Lo stesso, come riportato in un comunicato dei carabinieri, in evidente stato di ebbrezza alcolica, per futili motivi innescava un’accesa discussione con il padre mentre si trovava nella sua abitazione alla presenza dei propri familiari; la situazione degenerava quando l’uomo iniziava a brandire un coltello da cucina che utilizzava per minacciare di morte il proprio genitore.

Pertanto venivano chiamati d’urgenza i Carabinieri che si precipitavano sul posto; il soggetto consegnava spontaneamente il coltello ma con veemenza si rifiutava di salire a bordo della gazzella dei Carabinieri.

I militari riuscivano comunque ad accompagnarlo in caserma per espletare i dovuti accertamenti; l’uomo, mentre si trovava seduto presso uno degli uffici della Compagnia, andava senza motivo nuovamente in escandescenze, sferrando un pugno alla finestra e rompendo il vetro, che gli causava delle lievi ferite alla mano destra.
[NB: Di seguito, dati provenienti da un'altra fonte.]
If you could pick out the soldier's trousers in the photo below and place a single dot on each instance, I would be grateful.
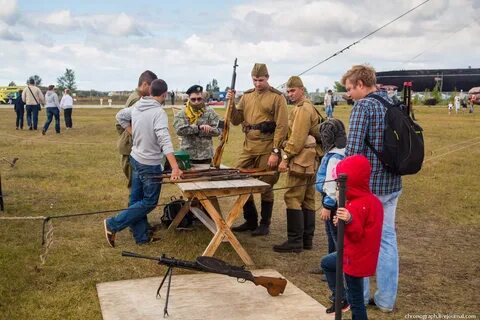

I Carabinieri pertanto procedevano all’arresto dell’uomo poiché responsabile dei reati di resistenza a Pubblico Ufficiale, danneggiamento aggravato e minaccia aggravata; lo stesso veniva trattenuto presso le camera di sicurezza della Compagnia, come disposto dalla Procura della Repubblica di Viterbo. L’arresto è stato convalidato al termine dell’udienza avvenuta questa mattina presso il Palazzo di Giustizia.